Blood samples of the subjects taken 8-12 years previously were then tested for transferrin levels in order to determine whether iron availability in adolescence impacted the organization of the brain later in life.
By averaging the subjects' transferrin levels, which had been assessed repeatedly — at 12, 14 and 16 years of age — the researchers estimated iron availability to the brain during adolescence.
Elevated serum transferrin levels in adolescence linked to changes in parts of brain vulnerable to degeneration
The team discovered that subjects with elevated transferrin levels — a common sign of an iron-deficient diet — in adolescence had structural changes in brain regions vulnerable to neurodegeneration. Meanwhile, further analyses of twins in the study revealed that a common set of genes influences both transferrin levels and brain structure.
One of the genetic links — a specific polymorphism in a gene called HFE known to influence blood transferrin levels — was associated with reduced brain-fiber integrity, although subjects carrying this gene variant did not yet show any symptoms of disease or cognitive impairment.
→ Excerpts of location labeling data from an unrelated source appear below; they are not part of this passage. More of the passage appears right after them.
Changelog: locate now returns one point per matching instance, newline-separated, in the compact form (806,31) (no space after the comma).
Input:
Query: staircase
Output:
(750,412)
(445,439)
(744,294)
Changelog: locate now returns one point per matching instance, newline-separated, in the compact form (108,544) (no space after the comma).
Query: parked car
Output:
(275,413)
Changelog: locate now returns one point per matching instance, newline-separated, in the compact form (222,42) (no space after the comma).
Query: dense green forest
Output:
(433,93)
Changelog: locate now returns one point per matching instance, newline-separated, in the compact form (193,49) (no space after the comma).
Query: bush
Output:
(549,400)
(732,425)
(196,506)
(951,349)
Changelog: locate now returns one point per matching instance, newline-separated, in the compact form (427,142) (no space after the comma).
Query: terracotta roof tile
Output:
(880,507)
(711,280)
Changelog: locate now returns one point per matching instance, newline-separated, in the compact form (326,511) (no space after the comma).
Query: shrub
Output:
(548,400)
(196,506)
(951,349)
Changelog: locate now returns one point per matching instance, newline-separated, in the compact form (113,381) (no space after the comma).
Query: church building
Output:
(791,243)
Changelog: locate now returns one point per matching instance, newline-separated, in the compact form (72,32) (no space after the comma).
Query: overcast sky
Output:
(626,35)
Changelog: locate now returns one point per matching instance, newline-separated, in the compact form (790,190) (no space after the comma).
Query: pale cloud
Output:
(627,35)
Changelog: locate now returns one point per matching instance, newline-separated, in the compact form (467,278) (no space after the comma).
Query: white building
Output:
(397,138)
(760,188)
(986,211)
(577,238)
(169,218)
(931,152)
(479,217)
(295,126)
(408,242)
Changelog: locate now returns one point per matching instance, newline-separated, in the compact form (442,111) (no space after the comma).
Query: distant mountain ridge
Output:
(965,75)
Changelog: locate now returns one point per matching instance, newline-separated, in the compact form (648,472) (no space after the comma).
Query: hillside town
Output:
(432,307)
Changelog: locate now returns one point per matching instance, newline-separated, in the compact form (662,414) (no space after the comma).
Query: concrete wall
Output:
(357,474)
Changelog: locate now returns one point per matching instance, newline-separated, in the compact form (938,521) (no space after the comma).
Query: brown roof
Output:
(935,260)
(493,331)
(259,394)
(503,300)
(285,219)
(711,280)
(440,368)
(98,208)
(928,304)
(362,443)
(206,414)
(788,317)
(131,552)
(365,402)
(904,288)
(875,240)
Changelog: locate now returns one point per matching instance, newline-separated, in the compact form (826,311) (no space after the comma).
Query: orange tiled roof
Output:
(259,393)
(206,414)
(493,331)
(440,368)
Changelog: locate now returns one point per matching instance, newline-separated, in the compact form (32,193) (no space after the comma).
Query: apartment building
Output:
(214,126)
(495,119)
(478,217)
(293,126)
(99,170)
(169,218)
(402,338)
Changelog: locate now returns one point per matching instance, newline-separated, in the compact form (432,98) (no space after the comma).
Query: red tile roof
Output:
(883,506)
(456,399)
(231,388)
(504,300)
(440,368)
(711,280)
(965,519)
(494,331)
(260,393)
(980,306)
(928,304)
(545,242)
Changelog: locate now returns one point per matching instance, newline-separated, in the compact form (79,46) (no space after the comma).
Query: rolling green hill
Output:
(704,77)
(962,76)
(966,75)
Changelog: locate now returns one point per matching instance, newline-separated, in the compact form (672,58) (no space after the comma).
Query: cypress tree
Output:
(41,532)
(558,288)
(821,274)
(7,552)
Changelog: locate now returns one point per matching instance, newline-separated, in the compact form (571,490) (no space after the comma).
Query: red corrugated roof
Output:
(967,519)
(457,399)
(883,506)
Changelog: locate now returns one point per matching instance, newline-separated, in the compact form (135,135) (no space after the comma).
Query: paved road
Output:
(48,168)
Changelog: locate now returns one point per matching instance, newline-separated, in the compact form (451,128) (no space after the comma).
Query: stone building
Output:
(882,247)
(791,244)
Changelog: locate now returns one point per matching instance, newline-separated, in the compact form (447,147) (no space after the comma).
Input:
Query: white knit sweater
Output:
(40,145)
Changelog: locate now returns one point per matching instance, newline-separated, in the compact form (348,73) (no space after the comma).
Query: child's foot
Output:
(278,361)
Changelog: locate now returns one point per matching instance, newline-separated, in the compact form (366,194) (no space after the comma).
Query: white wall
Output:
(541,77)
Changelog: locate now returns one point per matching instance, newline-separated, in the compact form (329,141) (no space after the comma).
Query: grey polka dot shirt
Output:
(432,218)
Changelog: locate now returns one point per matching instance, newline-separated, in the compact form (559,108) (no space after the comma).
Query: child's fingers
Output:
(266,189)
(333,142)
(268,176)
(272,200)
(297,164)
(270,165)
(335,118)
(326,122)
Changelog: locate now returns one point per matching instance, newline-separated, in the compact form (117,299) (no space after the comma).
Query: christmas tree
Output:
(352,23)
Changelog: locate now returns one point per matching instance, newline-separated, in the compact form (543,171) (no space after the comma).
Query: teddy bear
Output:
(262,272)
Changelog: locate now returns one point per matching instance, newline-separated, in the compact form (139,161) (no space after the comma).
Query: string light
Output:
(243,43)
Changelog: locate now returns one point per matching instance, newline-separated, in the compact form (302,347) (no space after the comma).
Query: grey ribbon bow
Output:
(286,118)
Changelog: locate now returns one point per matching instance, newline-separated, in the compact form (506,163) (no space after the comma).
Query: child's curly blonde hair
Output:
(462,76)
"So this is one of the deep secrets of the brain," Thompson said. "Poor iron levels in childhood erode your brain reserves which you need later in life to protect against aging and Alzheimer's.
"This is remarkable, as we were not studying iron deficient people, just around 600 normal healthy people. It underscores the need for a balanced diet in the teenage years, when your brain's command center is still actively maturing. "
The research was supported by the National Institute of Child Health and Human Development; Australia's National Health and Medical Research Council; the Achievement Rewards for College Scientists Foundation; the National Institute of Mental Health; and the Australian Research Council Future Fellowship.
Source: Proceedings of the National Academy of Sciences, published online before print January 9, 2012, doi: 10.1073/pnas.1105543109
‘Brain structure in healthy adults is related to serum transferrin and the H63D polymorphism in the HFE gene.’
Authors: Neda Jahanshad, Omid Kohannim, Derrek P. Hibara, Jason L. Steina, Katie L. McMahon, Greig I. de Zubicaray, Sarah E. Medland, Grant W. Montgomery, John B. Whitfield, Nick G. Martin, Margie J. Wright, Arthur W. Toga, and Paul M. Thompson.